Workers at Sellafield claim the facility is vital for the local economy

Sellafield workers call for new nuclear plant

Workers at the Sellafield nuclear site are urging the Government to support a new nuclear power station at the site.

The campaigners claim that without Sellafield, which they claim will generate more than £1bn of revenue for the local supply chain over the next five years, Cumbria would become an “economic wilderness”.

As a result they have released a three-point plan to attract fresh investment and sustain and develop 10,000 jobs at the site that includes the building a new nuclear power station at Sellafield.

They also want the Government to explore the potential of re-using existing plutonium stocks at the site for energy generation as well as working with local councils in Cumbria that backed the failed proposals for a geological disposal facility for radioactive waste in the area.

Kevin Coyne, national officer of the Unite union, said: "Sellafield is strategically important to the UK and it is crucial for the economic survival of Cumbria. Without Sellafield, Cumbria would become an economic wilderness while Britain would struggle to meet its low-carbon energy needs.

"That's why the Sellafield Workers Campaign is calling for a three-point plan for a sustained and coordinated investment strategy, including a commitment to a new nuclear power station at the site.

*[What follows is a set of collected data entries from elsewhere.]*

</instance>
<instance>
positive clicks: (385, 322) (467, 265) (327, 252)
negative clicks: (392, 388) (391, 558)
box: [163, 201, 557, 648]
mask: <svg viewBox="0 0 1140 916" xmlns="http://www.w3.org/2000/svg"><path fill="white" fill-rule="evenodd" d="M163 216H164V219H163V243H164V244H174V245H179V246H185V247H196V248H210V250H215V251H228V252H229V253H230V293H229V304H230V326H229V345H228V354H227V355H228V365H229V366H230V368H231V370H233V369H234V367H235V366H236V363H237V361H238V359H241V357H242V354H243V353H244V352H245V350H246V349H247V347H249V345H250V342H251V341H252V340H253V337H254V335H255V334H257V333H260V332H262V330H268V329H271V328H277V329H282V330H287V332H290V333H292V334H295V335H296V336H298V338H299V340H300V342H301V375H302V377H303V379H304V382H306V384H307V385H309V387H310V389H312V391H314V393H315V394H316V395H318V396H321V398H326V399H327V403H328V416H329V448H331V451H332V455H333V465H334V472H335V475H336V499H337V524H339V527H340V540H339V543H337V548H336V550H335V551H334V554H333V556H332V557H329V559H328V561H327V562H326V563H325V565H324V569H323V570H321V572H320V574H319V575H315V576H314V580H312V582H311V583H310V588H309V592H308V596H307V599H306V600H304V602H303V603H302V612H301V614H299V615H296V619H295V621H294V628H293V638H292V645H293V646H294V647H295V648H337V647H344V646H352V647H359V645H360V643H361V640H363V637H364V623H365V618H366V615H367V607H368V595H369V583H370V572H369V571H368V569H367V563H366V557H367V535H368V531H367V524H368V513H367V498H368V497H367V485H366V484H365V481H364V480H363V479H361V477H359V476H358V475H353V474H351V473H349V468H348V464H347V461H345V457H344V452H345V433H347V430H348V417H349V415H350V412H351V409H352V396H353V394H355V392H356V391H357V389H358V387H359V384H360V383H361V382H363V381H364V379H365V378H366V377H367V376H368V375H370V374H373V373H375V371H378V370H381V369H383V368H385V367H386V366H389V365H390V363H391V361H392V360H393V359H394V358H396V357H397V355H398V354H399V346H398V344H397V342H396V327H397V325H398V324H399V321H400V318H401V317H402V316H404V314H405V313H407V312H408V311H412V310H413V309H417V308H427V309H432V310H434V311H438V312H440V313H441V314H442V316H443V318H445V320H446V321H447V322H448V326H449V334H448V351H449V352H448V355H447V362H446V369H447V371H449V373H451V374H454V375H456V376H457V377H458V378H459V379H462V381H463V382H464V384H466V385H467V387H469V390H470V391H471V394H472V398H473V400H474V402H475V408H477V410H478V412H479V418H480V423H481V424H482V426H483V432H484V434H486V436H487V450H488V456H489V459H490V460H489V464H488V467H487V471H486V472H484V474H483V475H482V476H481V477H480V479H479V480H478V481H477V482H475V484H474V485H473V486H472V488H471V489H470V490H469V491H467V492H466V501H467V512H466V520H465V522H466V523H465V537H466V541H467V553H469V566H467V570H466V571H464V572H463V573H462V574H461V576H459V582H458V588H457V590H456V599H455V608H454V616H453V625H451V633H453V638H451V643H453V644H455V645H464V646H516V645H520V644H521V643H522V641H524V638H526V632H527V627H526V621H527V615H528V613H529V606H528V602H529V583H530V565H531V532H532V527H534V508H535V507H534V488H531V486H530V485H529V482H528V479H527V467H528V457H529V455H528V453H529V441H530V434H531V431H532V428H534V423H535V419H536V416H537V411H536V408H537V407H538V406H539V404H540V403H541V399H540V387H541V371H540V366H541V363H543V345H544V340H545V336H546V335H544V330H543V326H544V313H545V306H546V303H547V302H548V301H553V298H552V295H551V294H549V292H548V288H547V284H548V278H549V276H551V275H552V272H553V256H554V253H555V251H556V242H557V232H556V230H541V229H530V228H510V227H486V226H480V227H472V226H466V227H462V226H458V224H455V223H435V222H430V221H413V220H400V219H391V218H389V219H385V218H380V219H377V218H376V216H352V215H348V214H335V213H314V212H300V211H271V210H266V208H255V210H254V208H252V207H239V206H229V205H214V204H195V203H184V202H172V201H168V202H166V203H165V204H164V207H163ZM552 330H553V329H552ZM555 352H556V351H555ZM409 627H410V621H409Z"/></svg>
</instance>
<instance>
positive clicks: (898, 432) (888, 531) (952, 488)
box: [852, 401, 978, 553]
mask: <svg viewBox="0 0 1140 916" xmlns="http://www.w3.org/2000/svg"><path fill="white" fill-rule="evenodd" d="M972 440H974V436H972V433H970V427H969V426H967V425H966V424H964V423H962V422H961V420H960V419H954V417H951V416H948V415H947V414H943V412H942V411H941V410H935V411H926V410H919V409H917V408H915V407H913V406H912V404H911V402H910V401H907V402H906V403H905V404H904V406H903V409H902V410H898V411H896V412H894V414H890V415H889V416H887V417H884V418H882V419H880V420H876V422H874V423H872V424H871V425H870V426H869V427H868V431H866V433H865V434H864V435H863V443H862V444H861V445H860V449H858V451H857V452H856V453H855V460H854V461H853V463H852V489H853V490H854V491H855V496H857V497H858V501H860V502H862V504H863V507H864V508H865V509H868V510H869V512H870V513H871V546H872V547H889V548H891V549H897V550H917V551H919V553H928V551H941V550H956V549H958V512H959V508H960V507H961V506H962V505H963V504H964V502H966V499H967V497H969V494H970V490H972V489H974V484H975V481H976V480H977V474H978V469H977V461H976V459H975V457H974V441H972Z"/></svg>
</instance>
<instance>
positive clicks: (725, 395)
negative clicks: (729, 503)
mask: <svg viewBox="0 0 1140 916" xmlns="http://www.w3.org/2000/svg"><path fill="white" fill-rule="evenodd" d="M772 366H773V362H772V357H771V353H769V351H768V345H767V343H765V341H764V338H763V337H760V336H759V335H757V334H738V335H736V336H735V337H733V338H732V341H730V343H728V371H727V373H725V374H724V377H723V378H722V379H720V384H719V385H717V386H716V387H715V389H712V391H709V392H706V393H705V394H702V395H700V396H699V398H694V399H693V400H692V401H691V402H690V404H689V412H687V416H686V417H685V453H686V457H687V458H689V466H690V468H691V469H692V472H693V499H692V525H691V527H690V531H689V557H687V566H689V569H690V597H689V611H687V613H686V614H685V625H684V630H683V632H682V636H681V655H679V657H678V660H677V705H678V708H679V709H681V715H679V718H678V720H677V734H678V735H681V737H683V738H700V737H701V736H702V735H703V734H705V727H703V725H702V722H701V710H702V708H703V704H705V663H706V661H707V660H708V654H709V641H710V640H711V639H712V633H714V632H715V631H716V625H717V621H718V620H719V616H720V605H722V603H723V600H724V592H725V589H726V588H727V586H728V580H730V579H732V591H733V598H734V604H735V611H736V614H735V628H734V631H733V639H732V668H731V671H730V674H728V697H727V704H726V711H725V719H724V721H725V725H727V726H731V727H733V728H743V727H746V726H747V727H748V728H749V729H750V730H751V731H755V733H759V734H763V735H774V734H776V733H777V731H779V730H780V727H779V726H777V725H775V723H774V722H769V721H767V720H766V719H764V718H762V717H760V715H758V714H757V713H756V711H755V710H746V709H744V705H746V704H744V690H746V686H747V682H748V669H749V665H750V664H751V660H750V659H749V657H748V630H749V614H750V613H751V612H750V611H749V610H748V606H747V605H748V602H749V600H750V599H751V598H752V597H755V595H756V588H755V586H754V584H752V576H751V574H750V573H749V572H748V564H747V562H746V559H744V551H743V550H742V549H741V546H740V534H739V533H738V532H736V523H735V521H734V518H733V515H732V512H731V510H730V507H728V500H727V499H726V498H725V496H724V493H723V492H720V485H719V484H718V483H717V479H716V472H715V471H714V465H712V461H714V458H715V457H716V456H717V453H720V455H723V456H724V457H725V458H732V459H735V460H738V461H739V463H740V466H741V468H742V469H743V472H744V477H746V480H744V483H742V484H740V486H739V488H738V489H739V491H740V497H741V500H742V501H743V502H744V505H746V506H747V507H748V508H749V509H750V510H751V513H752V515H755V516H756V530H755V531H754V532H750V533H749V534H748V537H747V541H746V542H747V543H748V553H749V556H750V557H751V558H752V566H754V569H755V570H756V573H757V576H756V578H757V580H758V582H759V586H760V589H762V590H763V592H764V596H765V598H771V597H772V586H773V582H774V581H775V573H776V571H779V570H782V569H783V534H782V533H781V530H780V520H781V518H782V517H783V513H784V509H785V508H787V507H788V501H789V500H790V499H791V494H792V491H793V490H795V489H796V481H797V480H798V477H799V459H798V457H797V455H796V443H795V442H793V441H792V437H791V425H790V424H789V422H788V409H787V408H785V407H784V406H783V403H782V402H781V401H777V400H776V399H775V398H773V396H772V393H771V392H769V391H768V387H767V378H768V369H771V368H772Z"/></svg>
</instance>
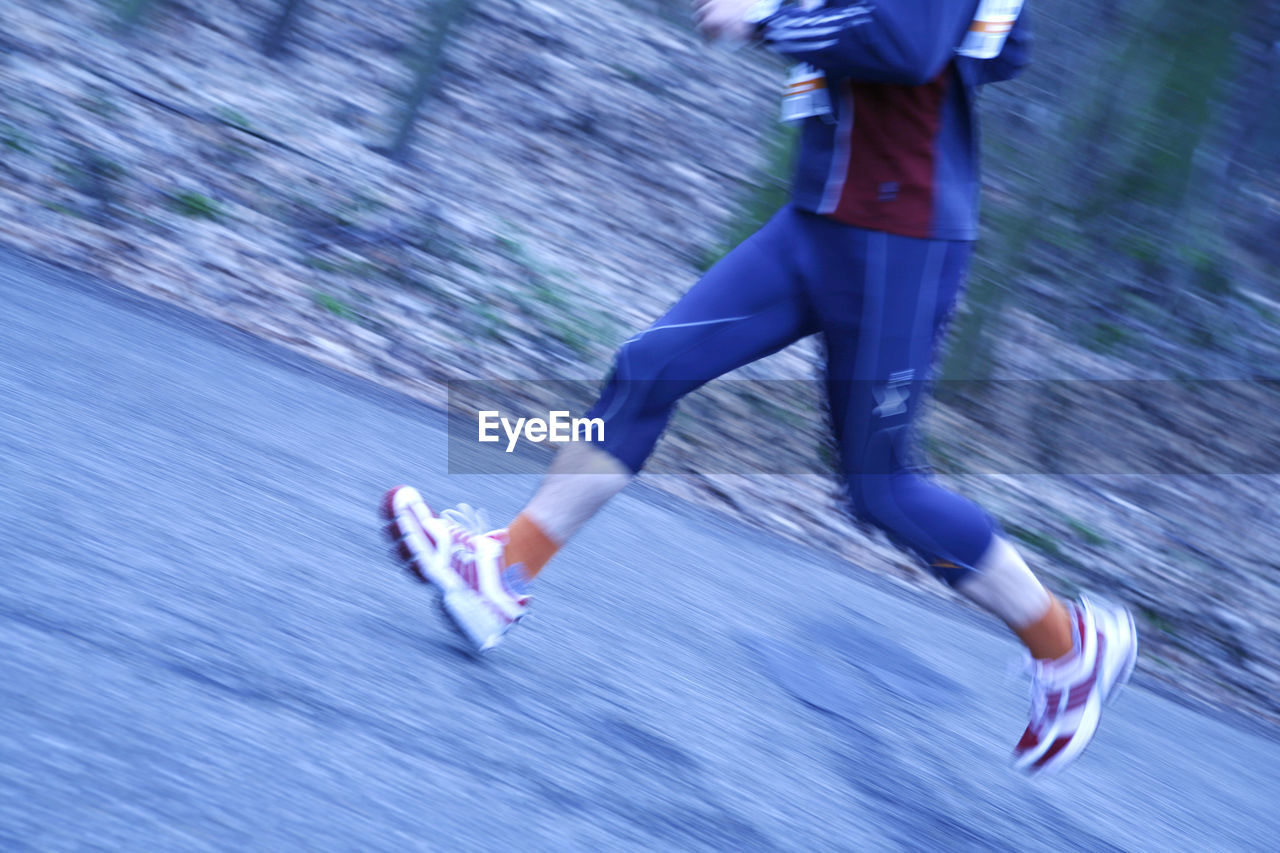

"However, it is also crucial that we begin a new search for a geological disposal facility and we examine ways of effectively re-using the stockpiles of plutonium currently being stored at Sellafield."

A report from the Public Accounts Committee in February found that decommissioning the nuclear waste storage facility at Sellafield will now cost £67.5bn and the cost is continuing to rise.

A Department for Energy and Climate Change spokesman said: "Sellafield has hosted nuclear waste facilities for decades, and Cumbria is essential to nuclear in the UK.

"Government will ensure that the conditions are right for investment in new nuclear power plants. However, ultimately it is a commercial decision for the developers as to where the new plants will be located.

"The Government remains firmly committed to geological disposal as the right policy for the long-term safe, responsible and cost-effective management of higher-activity radioactive waste from legacy and future nuclear power stations.

"We are reviewing the site selection aspects of the managing radioactive waste safely programme, and intend to launch a public consultation on proposals for a revised siting process in the autumn."